Share your quitting journey
At one point today, I went to my boss's office, stood in the doorway and said, matter-of-factly, "Say, 'Congratulations'."
"Why?" She asked still looking at her computer monitor at something much more interesting than me.
"Because I have thirty-days not smoking."
"Excellent. Congratulations," She said to the monitor.
Then I left. One does what one must to get his props.
Speaking of doing things in the name of not smoking, I have news for you. I have it because, having spent ~ $100.00 on new indoor plants, pots, and potting soil, it seemed only logical to try to determine whether indoor plants have any actual oxygenating benefit to indoor domestic living spaces. Nevermind that my research interest occured post-Cornelius shopping trip rather than the reverse as it should have been. Let's not quibble over details.
Turns out, indoor plants actually don't have any definitive, quantitative effect on indoor air quality -- at least not to any substantial degree in normal work and living spaces. We think they do, thanks to an extremely popular and well-known study conducted by three scientists with NASA's John C. Stennis Space Center in St. Louis in 1989, titled, "Interior Landscape Plants for Indoor Air Pollution Abatement," You can read the report here.
Critics have found several problems with not only the NASA study but with the few other studies that attempted to determine if plants improve indoor air quality. Apparently, it's an under-studied topic among air-quality scholars. Why is unknown, but what is clear is there are no definitive studies of sufficient caliber to draw final conclusions. Worse, the NASA study was conducted in a lab under optimal conditions with optimal plant varieties in small contained spaces, not as a field experiment in actual working offices or living spaces, so the results would have been applicable only to the air within said described small contained spaces using said optimal plants. Capiche? In addition, scientists just last January discussed the NASA study's findings for a Time magazine article and were not terribly impressed. See: Markham Heid, "Can Indoor Plants Really Purify the Air?" January 17, 2018.
But wait...there's more. Today at work, dinner was cancelled because we're expecting a freeze and we can't have the little darlings growing icicles from their precious middle school noses or eyelashes. The cancellation was, of course, announced after I'd made three meatloaves for dinner, per the District production menu for today. Said delicious loaves went into the freezer and will be used tomorrow. Also, thanks to said anticipated freeze, last night I took the precaution of bringing indoors my several outdoor potted plants from the carport. I likewise covered up the front plant beds and the larger potted ones out back. And you know what? Indoors, those potted plants, (ferns and pathos, mostly, ) look right nice.
And -- lo and behold -- I remembered a watering technique I learned years ago from an ex-co-worker, Eric, whose studio apartment was more humid tropical jungle than living space: ice cubes. The trick is, rather than walk about with a jug and causing little dribbles to sprout from beneath plants pots, one can be lazy and efficient and place a few ice cubes on the soil of the plants, (not too many) give a quick MIST, and be on his way.

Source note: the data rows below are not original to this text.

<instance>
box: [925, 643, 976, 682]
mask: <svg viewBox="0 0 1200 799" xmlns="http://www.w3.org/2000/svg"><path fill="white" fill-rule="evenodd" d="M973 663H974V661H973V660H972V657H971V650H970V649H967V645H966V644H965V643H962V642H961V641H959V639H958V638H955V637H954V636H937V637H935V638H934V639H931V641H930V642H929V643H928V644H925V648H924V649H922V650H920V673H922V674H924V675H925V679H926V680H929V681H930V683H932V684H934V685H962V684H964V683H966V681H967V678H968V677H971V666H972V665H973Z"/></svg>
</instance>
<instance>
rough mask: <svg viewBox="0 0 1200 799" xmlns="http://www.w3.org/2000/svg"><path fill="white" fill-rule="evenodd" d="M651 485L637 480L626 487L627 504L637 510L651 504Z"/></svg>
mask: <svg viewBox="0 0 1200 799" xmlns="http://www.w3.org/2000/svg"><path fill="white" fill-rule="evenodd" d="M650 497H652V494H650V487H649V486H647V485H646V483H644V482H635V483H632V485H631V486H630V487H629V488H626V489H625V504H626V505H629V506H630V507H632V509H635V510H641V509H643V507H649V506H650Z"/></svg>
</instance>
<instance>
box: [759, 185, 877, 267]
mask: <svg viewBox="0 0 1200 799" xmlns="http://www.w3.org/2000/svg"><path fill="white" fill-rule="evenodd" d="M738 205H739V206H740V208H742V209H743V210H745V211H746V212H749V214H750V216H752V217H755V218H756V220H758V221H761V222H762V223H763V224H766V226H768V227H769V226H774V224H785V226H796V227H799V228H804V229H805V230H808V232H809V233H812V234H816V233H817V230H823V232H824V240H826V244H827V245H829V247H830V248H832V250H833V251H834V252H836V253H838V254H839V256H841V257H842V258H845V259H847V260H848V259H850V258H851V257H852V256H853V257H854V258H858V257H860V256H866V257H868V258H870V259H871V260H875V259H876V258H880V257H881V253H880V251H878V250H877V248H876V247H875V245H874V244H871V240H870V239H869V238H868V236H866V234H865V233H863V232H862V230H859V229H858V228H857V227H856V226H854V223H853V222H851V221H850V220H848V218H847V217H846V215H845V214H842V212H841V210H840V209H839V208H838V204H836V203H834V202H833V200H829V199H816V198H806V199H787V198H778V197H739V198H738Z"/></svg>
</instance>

So today, I'm 30 days old and learned that plants can be an attractive addition to one's living space, even if their oxygenating and air-purifying benefits are largely unproven, scientifically.
I can live with that. Because, after my somewhat disappointing research, I was, nevertheless, also able to definitively establish that the space above Chester's dining area can actually be substantially improved with a little greenery. Who knew?